Since the size of the dataset is larger than 100 MB - the limit for GitHub, you must install Git LFS:

  • The first stepm is to install Git LFS

install git lfs

  • Start file tracking for git lfs in the repo

git lfs track *.json

After cloning the repo locally, it clones the Git LFS pointer file, not the data file. To get the data file itself run this:

git lfs pull

Taipy Section

This project uses Taipy. You will needed to run the following code in your command prompt (be sure to run as administrator)

pip install taipy

This will enable you to properly run the taipy application locally. The project will be accessible and able to run in the cloud environment provided by Taipy.

To run the application locally, you will need to navigate to the directory where you have the repo cloned, into the taipy folder e.g.(C:\Users\user1\Desktop\Kaggle-2024\taipy\main.py), and in your command prompt, terminal, or bash terminal, use "python3 main.py" to run the file and see the application using your local machine.

This will bring up a browser window which is hosted on port 5000 on your local machine. The ip address should show as your loopback number (127.0.0.1:8888). Upon success, this is where you continue to use the application.

How to use the application

The goal of this application is to leverage our machine learning model to accept user input of a few words, sentences, or paragraphs in efforts to properly identify PII. The required input is a text file.

We will be populating a document of all the identified PII to a file, for which you can download at your convienience.

If so desired, you can run the program as many times as you would like and pull as many reports after running as you would like.

The following are the tags that should be identified in your text containing PII: ["B-EMAIL", "B-ID_NUM", "B-NAME_STUDENT", "B-PHONE_NUM", "B-STREET_ADDRESS", "B-URL_PERSONAL", "B-USERNAME", "I-ID_NUM", "I-NAME_STUDENT", "I-PHONE_NUM", "I-STREET_ADDRESS","I-URL_PERSONAL"]

Using these predefined labels to train our model, our model should be able to properly tokenize, label, and report on the data that you provide.
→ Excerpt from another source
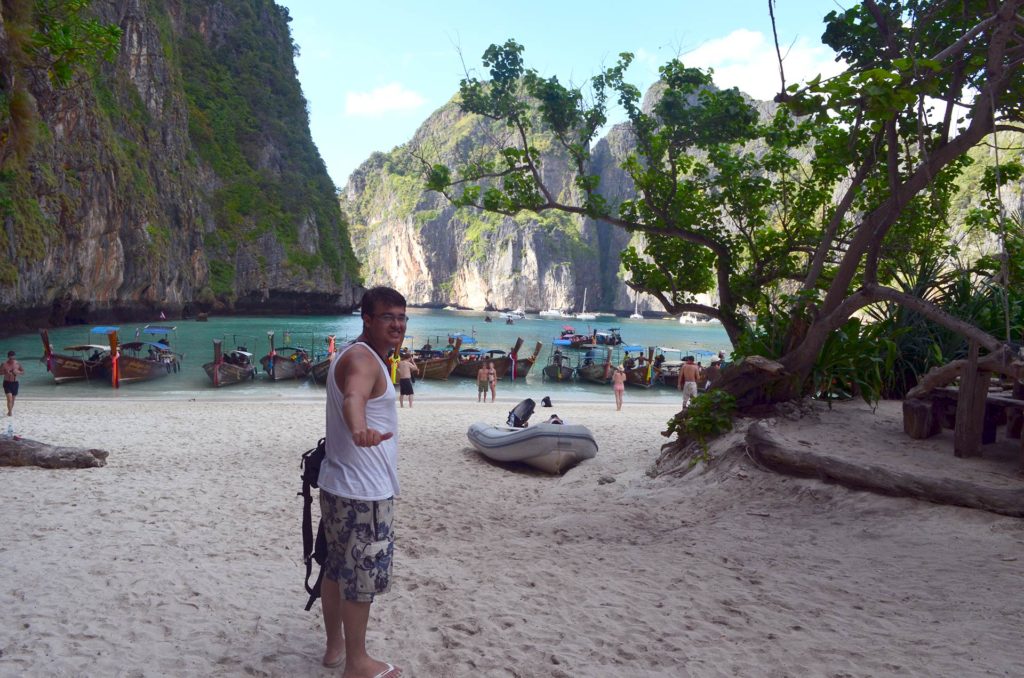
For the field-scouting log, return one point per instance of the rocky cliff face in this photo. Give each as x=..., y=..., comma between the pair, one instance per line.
x=437, y=255
x=181, y=177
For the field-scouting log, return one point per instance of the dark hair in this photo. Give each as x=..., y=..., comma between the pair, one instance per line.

B-records indicate the beginning of PII data. I-records indicate the continuation of PII data.

Step-by-step instructions to follow

In order to run the notebook containing the model which leverages NER and NLP to properly identify PII, there are some preliminary steps that you need to take to ensure that you have all of the necessary libraries and modules installed on your local machine.

We will be using the following libraries and modules: torch keras keras_nlp ops tensorflow json numpy pandas tqdm.notebook sklearn plotly

  • To ensure that you have all of the dependencies downloaded, run the following commands as an administrator in your command prompt:
pip install torch
pip install keras
pip install keras_nlp
pip install tensorflow
pip install numpy
pip install pandas
pip install tqdm
pip install sklearn
pip install plotly

Optionally, you can navigate to the directory where the requirements.txt file is located, and run pip install -r requirements.txt - this will properly install all of the libraries and modules that are required by the application to run.

Our Usage

There are 4 main parts of the web application page:

  • The Home Page
  • The About Page
  • The App Page
  • The Graphs Page

The Home Page

The goal of the home page was to provide a nice landing area, where there is a button that will take you straight to the application page, and there is also a summarization of the data that was used for training.

The About Page

The goal of the about page was simply to provide information about the project, and show the team as it were. There wasn't much other intent behind this page other than that.

The App Page

This is the main reason for using Taipy. We wanted to make a web application that enables our model to be used by anyone and everyone. The app page is complete with the buttons that allow users to upload their text files, and download their reports.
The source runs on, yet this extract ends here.